We conducted a qualitative study involving patients and parents to evaluate how hospitalized children and their parents perceive health care during the hospital stay, what are their expectations of doctor behavior, and which components of care do they consider to be the most important for satisfaction of care. Such an approach provides complementary sources of information on interpersonal aspects of health care, and has the potential to improve the quality of health care of children.

Materials and Methods

Research Design and Setting

This qualitative descriptive study was carried out with the interview technique reported elsewhere [12, 13]. Sandelowski [12] recommends this kind of study as the method of choice when straight descriptions of phenomena are desired, allowing for “a comprehensive summary of an event in the everyday terms of those events”.

The study was conducted at the Department of Pediatrics and Developmental Disorders of the University Children’s Hospital in Bialystok, a tertiary care unit typical of academic hospital centers in Poland. It was assumed that both chronically ill children and their parents have many experiences with receiving pediatric interdisciplinary care at different institutions. Their experiences may have been associated with a need for multiple visits, consultations and hospitalizations. At the time of the study the children were undergoing conservative management for different medical conditions in the inpatient pediatric unit. The range of chronic diseases included inflammatory illness (recurrent infections), bone metabolic disease, mineral metabolism disorders, autoimmune and rheumatologic conditions (juvenile idiopathic arthritis, reactive arthritis, dermatomyositis).

Recruitment

The criteria for choice of participants were the following: the child had a chronic illness, at least one previous stay in the hospital and at least 3 days’ stay in this unit, and the child’s general somatic and mental condition, psychomotor or intellectual development being good enough to participate. We used a maximum variation sampling strategy. This approach of purposeful sampling allows researchers to capture and describe the central themes across demographically varied cases [13]. The enrolment continued until saturation of data was achieved [14]. Finally, 22 children aged 10–16 years, undergoing hospital treatment, and 26 parents (22 mothers, 4 fathers) were interviewed.
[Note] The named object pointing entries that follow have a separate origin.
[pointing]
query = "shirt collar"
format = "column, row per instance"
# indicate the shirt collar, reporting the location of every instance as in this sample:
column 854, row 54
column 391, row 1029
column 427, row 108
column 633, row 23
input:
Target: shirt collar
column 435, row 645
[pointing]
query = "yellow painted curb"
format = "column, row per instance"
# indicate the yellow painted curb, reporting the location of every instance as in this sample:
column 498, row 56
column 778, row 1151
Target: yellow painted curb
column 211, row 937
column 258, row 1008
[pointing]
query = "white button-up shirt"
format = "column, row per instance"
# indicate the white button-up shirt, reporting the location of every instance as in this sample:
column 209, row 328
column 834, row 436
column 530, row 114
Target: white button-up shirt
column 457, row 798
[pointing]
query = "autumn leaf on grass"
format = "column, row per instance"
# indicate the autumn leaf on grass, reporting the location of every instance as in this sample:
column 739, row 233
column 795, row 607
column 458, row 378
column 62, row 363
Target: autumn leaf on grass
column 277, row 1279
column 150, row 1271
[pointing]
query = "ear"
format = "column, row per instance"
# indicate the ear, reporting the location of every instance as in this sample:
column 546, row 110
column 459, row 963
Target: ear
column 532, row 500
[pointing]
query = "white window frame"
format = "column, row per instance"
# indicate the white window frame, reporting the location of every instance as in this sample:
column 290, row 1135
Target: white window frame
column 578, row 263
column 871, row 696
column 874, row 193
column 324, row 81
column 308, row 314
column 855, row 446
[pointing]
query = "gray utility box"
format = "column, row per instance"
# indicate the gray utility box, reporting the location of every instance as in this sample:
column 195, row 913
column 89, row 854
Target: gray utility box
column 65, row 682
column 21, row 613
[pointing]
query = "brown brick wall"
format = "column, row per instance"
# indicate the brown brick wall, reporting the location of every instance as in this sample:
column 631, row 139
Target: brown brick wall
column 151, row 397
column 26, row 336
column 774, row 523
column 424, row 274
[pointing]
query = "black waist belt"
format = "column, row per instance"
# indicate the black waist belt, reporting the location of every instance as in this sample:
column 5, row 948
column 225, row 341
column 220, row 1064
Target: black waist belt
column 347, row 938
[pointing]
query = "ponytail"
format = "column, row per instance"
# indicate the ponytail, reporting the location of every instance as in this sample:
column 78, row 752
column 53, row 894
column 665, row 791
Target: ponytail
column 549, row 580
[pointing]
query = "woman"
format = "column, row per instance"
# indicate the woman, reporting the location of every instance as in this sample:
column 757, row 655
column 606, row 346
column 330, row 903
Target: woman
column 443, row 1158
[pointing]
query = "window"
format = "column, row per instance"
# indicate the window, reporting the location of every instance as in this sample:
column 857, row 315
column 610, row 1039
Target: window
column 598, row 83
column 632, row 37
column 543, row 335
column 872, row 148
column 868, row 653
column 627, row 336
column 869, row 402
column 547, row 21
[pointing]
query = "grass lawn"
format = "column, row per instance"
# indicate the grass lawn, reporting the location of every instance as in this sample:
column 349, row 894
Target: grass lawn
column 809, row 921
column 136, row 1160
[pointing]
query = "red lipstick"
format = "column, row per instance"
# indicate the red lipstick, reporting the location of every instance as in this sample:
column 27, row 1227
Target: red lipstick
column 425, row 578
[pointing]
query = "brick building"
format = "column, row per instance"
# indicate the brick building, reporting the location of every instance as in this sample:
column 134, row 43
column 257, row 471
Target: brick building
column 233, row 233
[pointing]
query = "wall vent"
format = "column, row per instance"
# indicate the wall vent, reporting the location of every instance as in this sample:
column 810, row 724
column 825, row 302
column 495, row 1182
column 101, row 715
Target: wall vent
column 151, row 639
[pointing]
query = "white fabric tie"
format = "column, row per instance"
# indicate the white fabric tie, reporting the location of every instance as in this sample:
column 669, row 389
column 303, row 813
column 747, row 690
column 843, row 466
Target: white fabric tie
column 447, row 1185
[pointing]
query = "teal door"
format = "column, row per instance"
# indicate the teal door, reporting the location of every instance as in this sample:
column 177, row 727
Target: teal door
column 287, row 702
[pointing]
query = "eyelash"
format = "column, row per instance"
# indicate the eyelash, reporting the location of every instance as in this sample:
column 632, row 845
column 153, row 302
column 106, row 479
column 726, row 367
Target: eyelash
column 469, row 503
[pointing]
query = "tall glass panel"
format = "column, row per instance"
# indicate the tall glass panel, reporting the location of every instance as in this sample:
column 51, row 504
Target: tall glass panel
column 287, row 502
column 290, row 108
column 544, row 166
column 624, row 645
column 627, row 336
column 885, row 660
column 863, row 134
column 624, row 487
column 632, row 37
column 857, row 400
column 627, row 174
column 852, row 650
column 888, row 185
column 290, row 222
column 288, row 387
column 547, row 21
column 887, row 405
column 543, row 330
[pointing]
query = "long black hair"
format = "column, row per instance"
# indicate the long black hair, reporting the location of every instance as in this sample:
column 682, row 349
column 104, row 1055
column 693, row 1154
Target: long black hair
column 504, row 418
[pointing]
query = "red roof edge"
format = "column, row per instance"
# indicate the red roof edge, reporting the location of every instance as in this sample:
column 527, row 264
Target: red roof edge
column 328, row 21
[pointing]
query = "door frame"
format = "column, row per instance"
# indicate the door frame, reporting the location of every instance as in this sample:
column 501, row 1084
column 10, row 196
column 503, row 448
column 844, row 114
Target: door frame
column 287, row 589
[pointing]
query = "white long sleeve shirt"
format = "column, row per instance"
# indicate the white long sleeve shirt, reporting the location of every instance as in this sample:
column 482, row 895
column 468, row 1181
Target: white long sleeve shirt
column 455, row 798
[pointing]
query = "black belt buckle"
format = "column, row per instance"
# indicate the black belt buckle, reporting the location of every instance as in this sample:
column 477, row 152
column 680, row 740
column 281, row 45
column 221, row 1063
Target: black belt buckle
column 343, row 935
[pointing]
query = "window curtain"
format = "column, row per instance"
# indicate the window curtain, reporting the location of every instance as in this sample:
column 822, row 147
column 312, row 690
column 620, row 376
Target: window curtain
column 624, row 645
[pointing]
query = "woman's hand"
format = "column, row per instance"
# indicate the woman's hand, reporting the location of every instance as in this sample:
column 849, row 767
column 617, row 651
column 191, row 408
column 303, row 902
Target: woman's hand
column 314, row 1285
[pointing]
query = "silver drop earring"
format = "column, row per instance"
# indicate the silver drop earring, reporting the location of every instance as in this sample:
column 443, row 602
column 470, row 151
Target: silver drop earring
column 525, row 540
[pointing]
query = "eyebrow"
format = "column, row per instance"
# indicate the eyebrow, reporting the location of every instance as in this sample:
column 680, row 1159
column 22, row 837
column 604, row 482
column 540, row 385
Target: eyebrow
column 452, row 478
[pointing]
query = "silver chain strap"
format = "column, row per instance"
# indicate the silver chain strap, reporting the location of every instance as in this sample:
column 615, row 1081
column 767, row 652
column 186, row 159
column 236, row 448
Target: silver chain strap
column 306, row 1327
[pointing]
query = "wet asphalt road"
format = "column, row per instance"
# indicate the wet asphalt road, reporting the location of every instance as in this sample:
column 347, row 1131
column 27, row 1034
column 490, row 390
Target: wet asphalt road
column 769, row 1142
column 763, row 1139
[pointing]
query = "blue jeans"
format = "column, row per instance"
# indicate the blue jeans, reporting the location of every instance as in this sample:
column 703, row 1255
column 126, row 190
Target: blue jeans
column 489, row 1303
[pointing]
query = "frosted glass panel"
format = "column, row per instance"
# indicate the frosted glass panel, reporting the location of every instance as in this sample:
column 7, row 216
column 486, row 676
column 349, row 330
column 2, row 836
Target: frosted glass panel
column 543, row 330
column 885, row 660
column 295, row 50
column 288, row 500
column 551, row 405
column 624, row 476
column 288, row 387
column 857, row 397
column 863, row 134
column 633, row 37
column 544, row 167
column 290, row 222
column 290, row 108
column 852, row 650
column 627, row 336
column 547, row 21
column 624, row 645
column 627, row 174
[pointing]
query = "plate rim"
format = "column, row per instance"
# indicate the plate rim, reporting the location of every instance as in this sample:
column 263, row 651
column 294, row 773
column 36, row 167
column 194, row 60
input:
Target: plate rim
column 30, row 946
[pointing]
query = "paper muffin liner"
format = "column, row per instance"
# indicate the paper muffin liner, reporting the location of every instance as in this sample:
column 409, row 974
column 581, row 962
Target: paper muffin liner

Informed consent was obtained from the participants and the study was approved by the Ethics Committee of the Medical University of Bialystok, Poland.

Interviews

During the interviews, both parents and children were separately asked open-ended questions allowing for free expression concerning their experiences of receiving pediatric care. The participants were asked the following questions: What was your previous experience of contacts with pediatricians related to your child’s therapy? What is your experience with the current stay in the hospital? What behaviors of the doctors do you like the most? What behaviors of the doctors don’t you like? What is the most important issue in hospital care?

Data Collection

After obtaining the consent of a parent and/or child, for the children’s convenience and considering the time the parents could devote, all interviews were conducted during the stay at the hospital. The participants were interviewed in a teaching room at the hospital by a trained interviewer (LM), who was not connected in any way to providing health care for the children. The participants’ convenience, anonymity and privacy during the interviews were guaranteed. The interviews were tape-recorded and transcribed verbatim in full in Polish, thereafter the English translations were performed for the purpose of the present study.

Data Analysis

Qualitative content analysis was used [12]. The authors read the transcripts of the interviews several times and identified certain themes within the children’s and parents’ answers. At the first stage, any interesting or significant points were underlined in the transcripts. At the second stage of the analysis, all the themes were included in a separate file and a list of all the items was made. The third stage of the analysis involved grouping all the significant emerging themes and moving further into the domain of interpretation. Three researchers (JK, LM and MA) were directly involved in the data analysis, and in cases of discrepancy, a consensus was achieved through critical discussion with a fourth researcher (PA). The quotes used in this paper were representative of the views expressed by the participants and were included to exemplify the interesting emerging themes.

Results

The majority of studied patients were teenage girls, and most of them were receiving treatment for rheumatologic diseases for at least 2 years. The mean age of the parents was 35 years (range 25–58) and their educational status was predominantly higher level (Table 1).
Table 1

General characteristics of study participants

Characteristics

Parents (n = 26)

Children (n = 22)

Mean age (range); years

35 (25–58)

13 (10–16)

Gender

 Female

22

14

 Male

4

8

Education

 Elementary

2

22

 Technical/vocational

6

 Secondary

6

 University

12

Chronic health condition

 Yes

22

 No

Our analysis resulted in two major themes:
  1. 1.

    Doctor verbal and non-verbal behaviors: informing and explaining; conversations on topics other than the illness; tone of voice and non-verbal behaviors.

     
  2. 2.

    Perceived strategies used by doctors: shortage of time; medical jargon.

     

Doctor Verbal and Non-verbal Behaviors

This category included such elements of the patient–doctor relationship as informing and explaining, conversations on topics other than the illness, the tone of voice and other non-verbal behaviors.

Informing and Explaining

The need for information concerning the child’s illness, treatment and health dominated in the parents’ statements. This need was often mentioned by the children as well. The participants talked about the need for information in the context of the ways it was provided, namely the language the doctors used, the consequences of a lack of information (parents’ and children’s anxiety), and trust in the doctors. The parents strongly emphasized their expectation that the doctors give information in a simple and understandable way; parents cannot use the information when it is incomprehensible to them.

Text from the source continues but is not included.